Alum and lecturer Kara Platoni recalled being Ed’s next-door office neighbor in the downstairs warren that is known in North Gate Hall as “The Cave:” “I got to watch the miracle that happened every day in his office. People would come in sad and anxious and weird, wanting to talk about their homework—purportedly—but really about life and writing and craft and how hard it is to make beautiful things. And they would leave an hour (or sometimes, frankly, two) later with the air of people whose burdens had been lifted, or at least made lighter, because they were now shared with a friend and mentor. And it didn’t stop after work hours, or after graduation.
“One of the most amazing things I’ve heard over the past few days is how many people—near and far, alums from many years ago—had plans to do something with Ed that were just around the corner: to go on a swim, to meet up for a drink, to get advice on a story, to exchange a punk rock mix tape, to talk about the world and everything in it. Here’s my advice for anyone who wants it: Do it anyway.
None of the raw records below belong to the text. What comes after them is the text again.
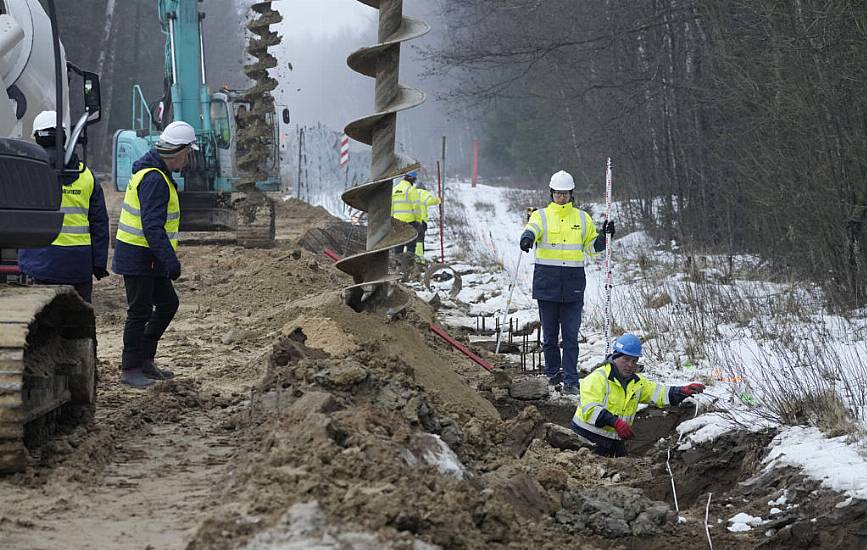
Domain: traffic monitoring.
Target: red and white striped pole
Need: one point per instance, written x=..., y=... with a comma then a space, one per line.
x=608, y=277
x=475, y=161
x=442, y=224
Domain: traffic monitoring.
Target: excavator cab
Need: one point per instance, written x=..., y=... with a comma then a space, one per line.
x=47, y=344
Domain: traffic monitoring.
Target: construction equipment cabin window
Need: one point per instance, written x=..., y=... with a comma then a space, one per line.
x=220, y=120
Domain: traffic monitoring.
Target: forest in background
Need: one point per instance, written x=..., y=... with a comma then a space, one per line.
x=737, y=126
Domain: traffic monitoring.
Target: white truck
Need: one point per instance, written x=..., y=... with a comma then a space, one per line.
x=47, y=334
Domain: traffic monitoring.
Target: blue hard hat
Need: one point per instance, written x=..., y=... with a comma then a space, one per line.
x=628, y=344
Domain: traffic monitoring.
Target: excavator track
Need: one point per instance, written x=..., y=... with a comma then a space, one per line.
x=47, y=368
Raise a glass, go out on the water, listen to something loud, write something beautiful for Ed. Rage on.”
Ed was born in Butte, Mont., and became an author to whom writing came naturally. Long-time friend and colleague Mark Dowie, who has taught science, environmental reporting, and foreign correspondence at Berkeley Journalism, told the Montana Standard: “He was one of the best writers, one of the best wordsmiths of the English language. What’s surprising is his education was limited. He’s a self-taught autodidact who became an absolute master of the English language on his own.”
Ed was also a playwright, poet and co-writer and co-producer of a documentary film shot in Super 16mm, called Butte, America on the iron workers, engineers, teachers, priests, miners, and their families who fled to the copper-rich mountains of Montana in the early 1900s. The film aired on Independent Lens in 2009. His most recent non-journalism publications include two fine press books, both collaborations with visual artists and both published in early 2017.
Ed is survived by his partner (and mother of his children) Susan Barnes, his children Ezra Lange and Kate Barnes; sisters Suzanne Dobb, Debbie Dobb, Ellen Simon and Maggie Dobb, and grandchildren Mila Barnes-Bukher, Sydney Lange, Emmylou Lange, Greta Barnes-Bukher and Lincoln Lange.
A memorial service will be held at Berkeley Journalism in the fall.